War crimes trials can often have a profound impact beyond their legal outcomes, offering crucial insights into how societies come to perpetrate atrocities. One such example is the trial of senior Nazi and Holocaust architect Adolf Eichmann, famously chronicled by the historian and philosopher Hannah Arendt.

This, plus others from the Balkans and Rwanda, reveal how ordinary citizens can become complicit in extraordinary evil, driven by the drumbeat of ideological fervour or ethnic hatred that politicians leverage. 

A lack of censure and continued support of allies has emboldened Israel to continue its disproportionate war on Gaza.

The Rwandan genocide trials, for instance, showed how hundreds of thousands of Hutus came to slaughter their Tutsi neighbours in 1994. Events preceding the genocide led to an ideology in which a Tutsi rebel group was seen as an alien force intent on reinstating a Tutsi monarchy and enslaving all Hutus. When Tutsi rebels shot down the plane carrying the peace-seeking (Hutu) Rwandan president, ferocious violence erupted within hours. In just three months, between 500,000 and a million Rwandans had died. Most were killed in their villages by neighbours using rifles and machetes. Today, 'divisionism' is still a crime in Rwanda.

Lives of unequal value

Understanding the scale and speed of such atrocities would be impossible without these trials. That is why truth through trials and accountability is so important for Palestinians in Gaza and the occupied West Bank. The bombing of schools and hospitals in Nuseirat, Israeli soldiers disguising themselves as Palestinian workers, their disregard for civilian safety, and the disproportionate Israeli response all raise concerns about Israel's valuation of Palestinian lives.

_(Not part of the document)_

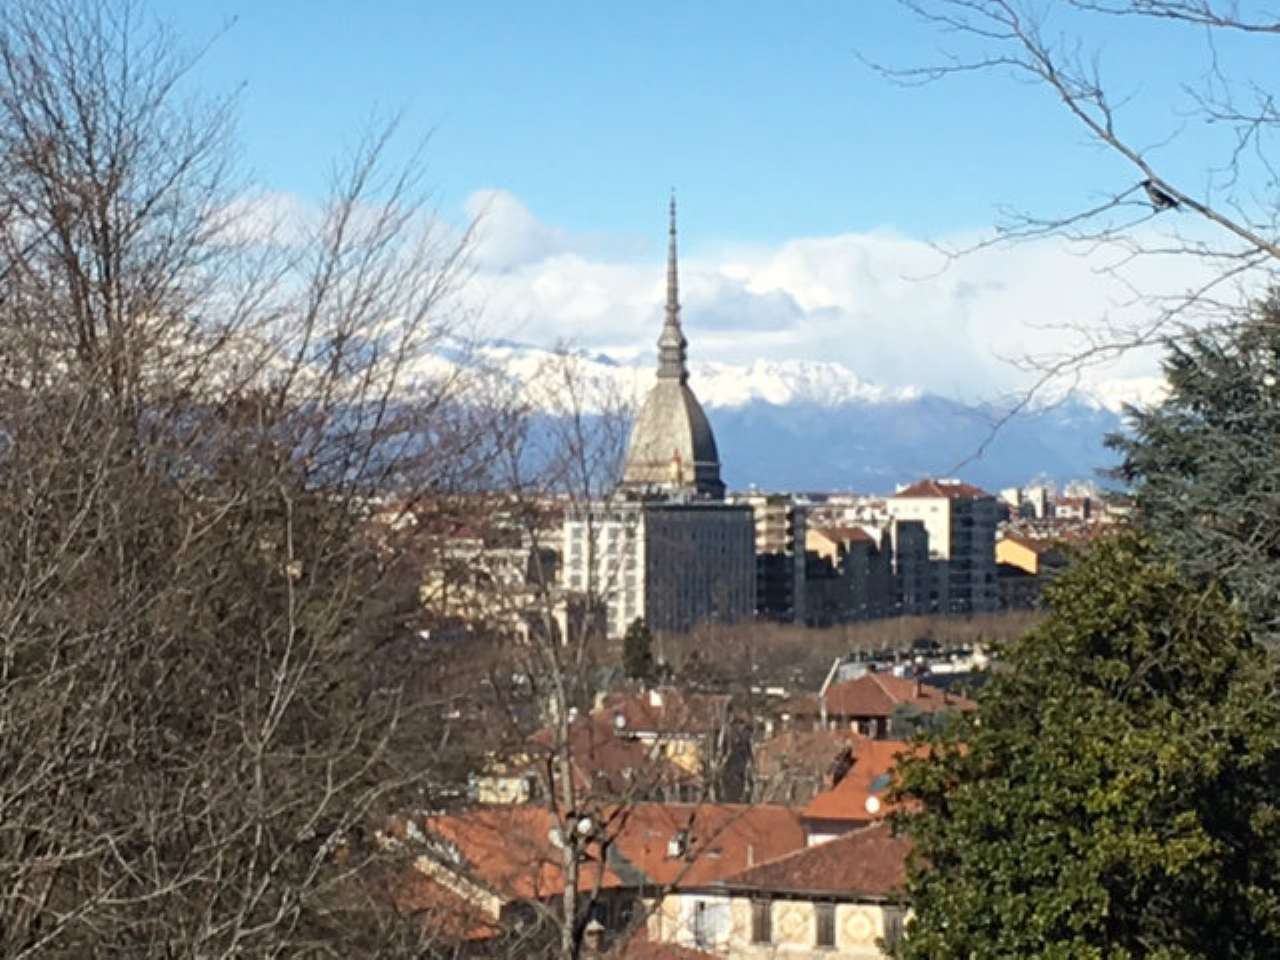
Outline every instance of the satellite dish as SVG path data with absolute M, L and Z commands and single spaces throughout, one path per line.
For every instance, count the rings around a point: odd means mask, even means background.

This is perhaps best evidenced by the country's wild celebrations of the return of four Israeli hostages while completely ignoring that 274 Palestinians were killed by "the most moral army in the world" in the process. If Israel feels that it has an open invitation to kill almost 300 Palestinians for the sake of four Israelis, the same thinking will apply to the occupied West Bank, where there is no Palestinian military to protect civilians.

Almost 40,000 Palestinians (mostly children and women) have now been killed, compared to 1,200 Israelis. This disproportionate toll suggests that Israel feels emboldened to continue by its lack of censure from around the globe and with the continued support of allies.

One can only conclude that Israelis do not see the preservation of human life as equally important regardless of ethnicity, race, religion, or nationality and that, for them, an Israeli life is worth more than a Palestinian life. The Nuseirat massacre is a stark reminder of this. Alas, it may not be the last.